"""Module provides functions for generating WordNet hierarchies

Note
----
Module is heavily based on NBDT's hierarchy implementation.
"""

import torch
from nltk.corpus import wordnet as wn
import networkx as nx
from networkx.readwrite.json_graph import node_link_graph
import json
import os
import argparse


def get_parser():
    parser = argparse.ArgumentParser()
    parser.add_argument('--nbdt-graph', metavar="FILENAME",
                        default='nbdt-imagenet1000-wordnet.json',
                        help='Hierarchy pth filename')
    parser.add_argument('--outfile', metavar="FILENAME",
                        default='imagenet1000-wn.pth',
                        help='Hierarchy pth output file ' +
                             '(will be overwritten)')
    return parser


# CODE FROM NBDT
def is_leaf(G, node):
    return len(G.succ[node]) == 0


# CODE FROM NBDT
def get_leaves(G, root=None):
    nodes = G.nodes if root is None else nx.descendants(G, root) | {root}
    for node in nodes:
        if is_leaf(G, node):
            yield node


# CODE FROM NBDT
def get_roots(G):
    for node in G.nodes:
        if len(G.pred[node]) == 0:
            yield node


# CODE FROM NBDT
def get_root(G):
    roots = list(get_roots(G))
    assert len(roots) == 1, f"Multiple ({len(roots)}) found"
    return roots[0]


# CODE FROM NBDT
def read_graph(path):
    if not os.path.isfile(path):
        raise ValueError("No such file: {path}.")
    with open(path) as f:
        return node_link_graph(json.load(f))


def wnid_to_description(wnid):
    try:
        synset = wn.synset_from_pos_and_offset(wnid[0], int(wnid[1:]))
        return synset.name().split(".")[0]
    except:
        return 'generated'


class FakeSynset:
    def __init__(self, wnid):
        self.wnid = wnid

        assert isinstance(wnid, str)

    @staticmethod
    def create_from_offset(offset):
        return FakeSynset("f{:08d}".format(offset))

    def offset(self):
        return int(self.wnid[1:])

    def pos(self):
        return "f"

    def name(self):
        return "(generated)"

    def definition(self):
        return "(generated)"

def gen_hierarchy(G, wnid, class_list, child2parent):
    children = G.succ[wnid]
    for c in children:
        class_list.append(c)
        child2parent[c] = wnid
    for c in children:
        gen_hierarchy(G, c, class_list, child2parent)

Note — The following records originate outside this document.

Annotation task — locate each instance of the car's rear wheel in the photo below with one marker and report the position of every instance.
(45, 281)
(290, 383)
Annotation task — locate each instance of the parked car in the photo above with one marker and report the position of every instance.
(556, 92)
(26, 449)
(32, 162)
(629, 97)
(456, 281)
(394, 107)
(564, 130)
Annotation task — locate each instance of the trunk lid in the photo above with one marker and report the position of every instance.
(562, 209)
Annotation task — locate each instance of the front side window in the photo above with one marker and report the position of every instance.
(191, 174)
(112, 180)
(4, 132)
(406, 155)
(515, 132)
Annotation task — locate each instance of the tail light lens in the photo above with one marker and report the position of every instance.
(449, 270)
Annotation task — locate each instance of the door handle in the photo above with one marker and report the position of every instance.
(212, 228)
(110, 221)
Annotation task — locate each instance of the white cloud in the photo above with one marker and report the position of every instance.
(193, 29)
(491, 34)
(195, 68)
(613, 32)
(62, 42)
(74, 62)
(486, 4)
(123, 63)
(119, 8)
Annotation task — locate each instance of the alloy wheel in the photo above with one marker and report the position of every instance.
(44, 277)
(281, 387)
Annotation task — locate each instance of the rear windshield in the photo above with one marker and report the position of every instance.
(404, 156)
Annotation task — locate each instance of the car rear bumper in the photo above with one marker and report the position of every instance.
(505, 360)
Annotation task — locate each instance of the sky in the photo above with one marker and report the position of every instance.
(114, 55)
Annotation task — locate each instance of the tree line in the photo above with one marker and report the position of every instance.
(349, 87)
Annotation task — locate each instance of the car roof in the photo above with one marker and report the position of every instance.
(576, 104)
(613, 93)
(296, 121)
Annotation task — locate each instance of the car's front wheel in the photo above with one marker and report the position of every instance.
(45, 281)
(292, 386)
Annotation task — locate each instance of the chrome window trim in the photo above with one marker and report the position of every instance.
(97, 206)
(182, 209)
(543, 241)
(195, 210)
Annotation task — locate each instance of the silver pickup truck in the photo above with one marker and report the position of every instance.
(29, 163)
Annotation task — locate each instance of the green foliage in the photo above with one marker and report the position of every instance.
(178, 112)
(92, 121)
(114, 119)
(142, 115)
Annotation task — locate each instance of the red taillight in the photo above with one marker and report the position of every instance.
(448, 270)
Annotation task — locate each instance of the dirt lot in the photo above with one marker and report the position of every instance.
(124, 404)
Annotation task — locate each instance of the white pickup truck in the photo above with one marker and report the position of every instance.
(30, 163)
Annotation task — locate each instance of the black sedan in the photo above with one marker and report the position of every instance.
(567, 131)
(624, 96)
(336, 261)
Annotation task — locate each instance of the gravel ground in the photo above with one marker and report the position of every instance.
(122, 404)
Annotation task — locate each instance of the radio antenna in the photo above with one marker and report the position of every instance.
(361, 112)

def gen_parents(class_list, child2parent, class_parents):
    for i, c in enumerate(class_list):
        pars = list()
        p = child2parent[c]
        if p is not None:
            pars.extend(list(class_parents[p]))
            pars.append(class_list.index(p))
        class_parents[c] = pars


def main():
    parser = get_parser()
    args = parser.parse_args()

    # Read NBDT graph
    G = read_graph(args.nbdt_graph)

    # Get root node
    root = get_root(G)

    # Get leaves
    # leaves = list(get_leaves(G))

    # Convert to hierarchy format
    class_list = []
    class_description = {}
    child2parent = {}
    class_parents = {}

    gen_hierarchy(G, root, class_list, child2parent)

    # Remove references to root node
    for c in G.succ[root]:
        child2parent[c] = None

    gen_parents(class_list, child2parent, class_parents)

    for c in class_list:
        class_description[c] = wnid_to_description(c)

    torch.save({"class_list": class_list,
                "class_description": class_description,
                "child2parent": child2parent,
                "class_parents": class_parents}, args.outfile)


if __name__ == "__main__":
    main()